On Mon, Sep 14 2020 at 13:59, Linus Torvalds wrote:
On Mon, Sep 14, 2020 at 1:45 PM Thomas Gleixner tglx@linutronix.de wrote:
Recently merged code does:
gfp = preemptible() ? GFP_KERNEL : GFP_ATOMIC;
Looks obviously correct, except for the fact that preemptible() is unconditionally false for CONFIF_PREEMPT_COUNT=n, i.e. all allocations in that code use GFP_ATOMIC on such kernels.
I don't think this is a good reason to entirely get rid of the no-preempt thing.
I did not say that this is a good reason. It just illustrates the problem.
The above is just garbage. It's bogus. You can't do it.
Blaming the no-preempt code for this bug is extremely unfair, imho.
I'm not blaming the no-preempt code. I'm blaming inconsistency and there is no real good argument for inconsistent behaviour, TBH.
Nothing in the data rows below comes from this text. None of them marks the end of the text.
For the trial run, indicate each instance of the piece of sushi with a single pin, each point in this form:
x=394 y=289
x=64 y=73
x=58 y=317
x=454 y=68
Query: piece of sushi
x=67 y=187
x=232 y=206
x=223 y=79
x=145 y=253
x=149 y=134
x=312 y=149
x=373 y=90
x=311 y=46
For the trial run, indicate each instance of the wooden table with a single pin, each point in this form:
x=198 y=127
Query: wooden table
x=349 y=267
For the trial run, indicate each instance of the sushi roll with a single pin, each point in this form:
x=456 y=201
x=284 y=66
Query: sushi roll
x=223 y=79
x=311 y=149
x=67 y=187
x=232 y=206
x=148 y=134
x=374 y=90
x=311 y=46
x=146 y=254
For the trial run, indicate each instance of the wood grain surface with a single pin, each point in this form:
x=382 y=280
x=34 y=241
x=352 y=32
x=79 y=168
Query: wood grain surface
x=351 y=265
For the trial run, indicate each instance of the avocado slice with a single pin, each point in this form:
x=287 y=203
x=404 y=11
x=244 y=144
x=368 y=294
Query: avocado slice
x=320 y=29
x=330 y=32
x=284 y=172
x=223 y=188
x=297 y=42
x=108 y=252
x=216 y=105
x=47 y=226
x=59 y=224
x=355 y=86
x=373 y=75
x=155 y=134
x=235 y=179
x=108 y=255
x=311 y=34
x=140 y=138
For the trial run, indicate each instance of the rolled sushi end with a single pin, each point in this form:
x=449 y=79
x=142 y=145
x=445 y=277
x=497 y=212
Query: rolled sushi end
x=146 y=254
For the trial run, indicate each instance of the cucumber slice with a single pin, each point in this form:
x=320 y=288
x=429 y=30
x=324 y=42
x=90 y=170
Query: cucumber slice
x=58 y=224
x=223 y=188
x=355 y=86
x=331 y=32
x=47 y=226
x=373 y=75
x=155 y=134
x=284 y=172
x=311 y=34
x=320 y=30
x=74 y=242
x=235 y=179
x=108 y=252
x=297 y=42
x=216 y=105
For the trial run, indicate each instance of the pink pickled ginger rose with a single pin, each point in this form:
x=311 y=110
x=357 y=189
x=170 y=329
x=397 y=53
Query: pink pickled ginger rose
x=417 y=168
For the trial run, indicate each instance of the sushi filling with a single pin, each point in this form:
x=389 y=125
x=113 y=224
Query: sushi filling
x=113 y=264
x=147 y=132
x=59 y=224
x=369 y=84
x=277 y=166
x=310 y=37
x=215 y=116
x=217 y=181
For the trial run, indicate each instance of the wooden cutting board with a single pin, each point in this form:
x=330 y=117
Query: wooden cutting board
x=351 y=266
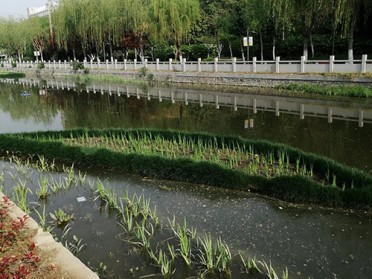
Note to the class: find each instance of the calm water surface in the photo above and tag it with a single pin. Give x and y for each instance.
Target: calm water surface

And the no-preempt code does help make for much better code generation for simple spinlocks.
Yes it does generate better code, but I tried hard to spot a difference in various metrics exposed by perf. It's all in the noise and I only can spot a difference when the actual preemption check after the decrement which still depends on CONFIG_PREEMPT is in place, but that's not the case for PREEMPT_NONE or PREEMPT_VOLUNTARY kernels where the decrement is just a decrement w/o any conditional behind it.
Where is that horribly buggy recent code? It's not in that exact format, certainly, since 'grep' doesn't find it.
Bah, that was stuff in next which got dropped again.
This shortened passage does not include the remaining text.